Under GDPR Articles 13–22 and Belgian data protection law, you have the following rights:

  • Right of Access (Art. 15): Request a copy of the personal data we hold about you.
  • Right to Rectification (Art. 16): Request correction of inaccurate or incomplete data.
  • Right to Erasure / "Right to be Forgotten" (Art. 17): Request deletion of your personal data.
  • Right to Restriction of Processing (Art. 18): Request that we limit how we use your data.
  • Right to Object (Art. 21): Object to processing based on legitimate interests or for direct marketing purposes.
  • Right to Data Portability (Art. 20): Request your data in a structured, commonly used, and machine-readable format.
  • Right to Withdraw Consent: Withdraw consent at any time.

To exercise any of these rights, contact us at hello@snapparchive.eu. We will respond within 30 days as required by GDPR Article 12.

10. Data Retention

We retain personal data only for as long as necessary to fulfill the purposes outlined in this Privacy Policy or as required by law:

Account Data

  • Retained for the duration of your active account.
  • Upon account deletion, personal data is permanently deleted within 30 days, except where retention is legally required.

Documents

  • Retained only as long as you choose to store them.
  • You may delete documents at any time.
  • Documents are permanently removed from our systems within 30 days (including from backups).

Billing Data

  • Retained for 7 years in accordance with Belgian accounting and tax law requirements.

Backup Data

  • Backups are retained for a maximum of 30 days and are automatically purged thereafter.

Audit Logs

  • Retained for 12 months for security and compliance purposes, then anonymized or deleted.

11. Cookies & Tracking Technologies

We use cookies and similar tracking technologies to improve your experience and analyze usage of our Services. Cookies are small data files stored on your device.

Types of Cookies We Use

  • Essential Cookies: Necessary for the Services to function (e.g., session management, authentication). These cannot be disabled.
  • Security Cookies: Used to detect and prevent fraudulent activity and enhance security.
  • Analytics Cookies: Used to understand how users interact with our Services (anonymized data). We use privacy-friendly analytics tools.
  • We do not use advertising or third-party tracking cookies.

Managing Cookies

  • You can control and manage cookies through your browser settings.
  • Disabling essential cookies may affect the functionality of the Services.

12. International Data Transfers

SnappArchive processes and stores all personal data exclusively within the European Union. Our servers and data centers are located in EU member states, ensuring full compliance with GDPR data localization requirements.

Data Transfers Outside the EU

  • Only transferred to countries with an EU adequacy decision under GDPR Article 45
  • If no adequacy decision exists, EU Standard Contractual Clauses (SCCs) under GDPR Article 46 are implemented to ensure adequate protection
  • You will be notified of any such transfers and the safeguards applied

13. Childrens Privacy

Our Services are not intended for individuals under 16 years of age.

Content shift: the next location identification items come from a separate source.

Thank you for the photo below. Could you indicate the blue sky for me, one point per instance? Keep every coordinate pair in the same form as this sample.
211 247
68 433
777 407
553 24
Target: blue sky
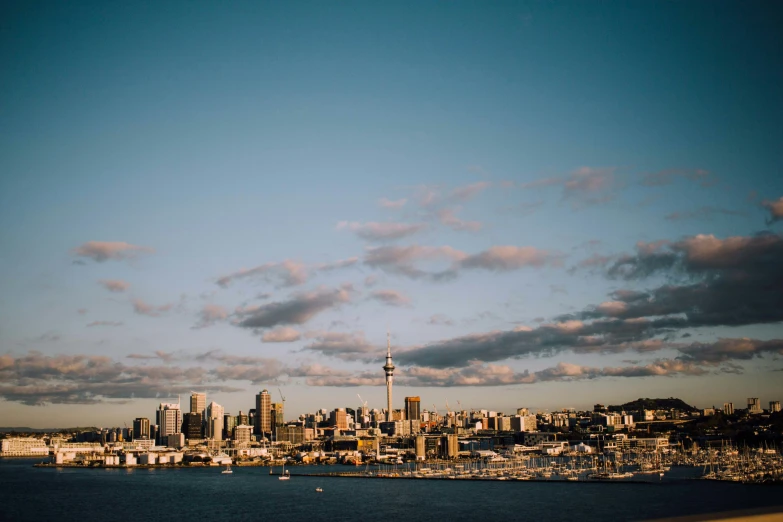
479 178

We do not knowingly collect personal data from children under 16. If you are a parent or guardian and believe your child has provided us with personal data, please contact us immediately at hello@snapparchive.eu, and we will delete such information promptly.

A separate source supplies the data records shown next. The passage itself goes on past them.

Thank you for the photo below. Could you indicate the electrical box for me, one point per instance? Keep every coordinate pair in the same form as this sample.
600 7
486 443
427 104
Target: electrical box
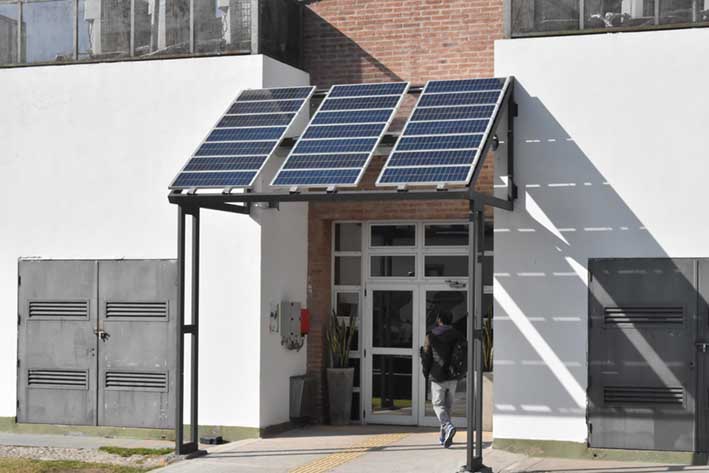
290 315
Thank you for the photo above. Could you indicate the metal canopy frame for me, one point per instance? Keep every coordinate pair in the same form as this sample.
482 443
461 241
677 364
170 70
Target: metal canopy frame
190 204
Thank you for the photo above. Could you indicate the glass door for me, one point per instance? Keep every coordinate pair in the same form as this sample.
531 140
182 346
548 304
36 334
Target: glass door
437 298
390 356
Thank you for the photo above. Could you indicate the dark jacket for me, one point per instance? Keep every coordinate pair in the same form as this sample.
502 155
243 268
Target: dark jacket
436 352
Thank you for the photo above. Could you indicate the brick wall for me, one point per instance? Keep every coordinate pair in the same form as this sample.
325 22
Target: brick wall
352 41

14. Changes to This Privacy Policy

We may update this Privacy Policy from time to time to reflect changes in our practices, legal requirements, or Services. When we make material changes, we will: - Update the "Last updated" date at the top of this page - Notify you via email (for significant changes affecting your rights) - Prominently display a notice on our website or within the Services We encourage you to review this Privacy Policy periodically. Your continued use of the Services after changes are posted constitutes your acceptance of the updated policy.

15. Contact Information & DPO

If you have any questions, concerns, or requests regarding this Privacy Policy or how we process your personal data, please contact us:

  • Email: hello@snapparchive.eu
  • DPO: To be formally appointed (contact via hello@snapparchive.eu)

We are committed to resolving any privacy concerns in a timely and transparent manner.